The problem with the ignore list is that you still see the responses from others. A scoring system like that in slashcode allows the community to filter, so the trolls don't get seen. They don't actually go away, but he quality of the user experience for everyone else goes up dramatically anyway.
Anyone interested can read about such approaches here:
http://en.wikipedia.org/wiki/Slashdot#Slash_and_peer_moderation
It's proven. It works. It would be a huge PITA for the POA admins to switch software in order to gain such benefits. Such is life.
I'd say the jury is still out or even that slash and stuff like reddit and dig are actually failures, unless you're looking to end up with a fairly homogenous group at the end. Various sites like slash, digg, and reddit have specific community leanings that are unnaturally sustained through their moderation systems.
And example is the iconic "TL;DR" on reddit. You're on a website that espouses to be full of hard core READERS, and yet, the TL
R crowd became the social norm there? Funny stuff if you think about it.

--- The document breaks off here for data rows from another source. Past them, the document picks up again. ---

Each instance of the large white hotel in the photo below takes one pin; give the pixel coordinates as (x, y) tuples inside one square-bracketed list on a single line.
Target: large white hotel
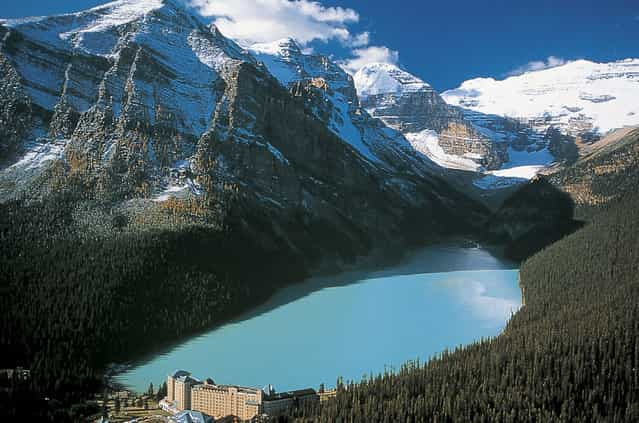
[(185, 392)]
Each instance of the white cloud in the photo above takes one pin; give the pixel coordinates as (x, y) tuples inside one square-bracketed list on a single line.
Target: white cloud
[(372, 54), (550, 62), (260, 21)]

I'd say that any forum I've ever been in that automated ratings, ended up subtly changing toward a particular majority crowd's particular groupthink style.
Free for all type places rapidly degenerate into "let me delete 80% of this stuff and then I'll start reading".
Only moderator driven forums have ever seemed to stand the tests of time for general civility and the occasional mistake in judgement. It's really the most similar model to real life... the most diverse without harm to many individuals over long periods of time.
A few moderated sites do turn into personal bashing by moderators, playing by their own rules, but those usually die a fairly quick death, because they're so obviously toxic to real discussions.
The concept of an SZ here is brilliant. Allows those who want to participate in off-topic debate, to do so, while allowing the general participant to not see much of it. I wish we'd thought of something similar on some of the electronics forums I used to spend s lot of time on. Would have helped with moderator burnout and sanity on a couple of those forums, too.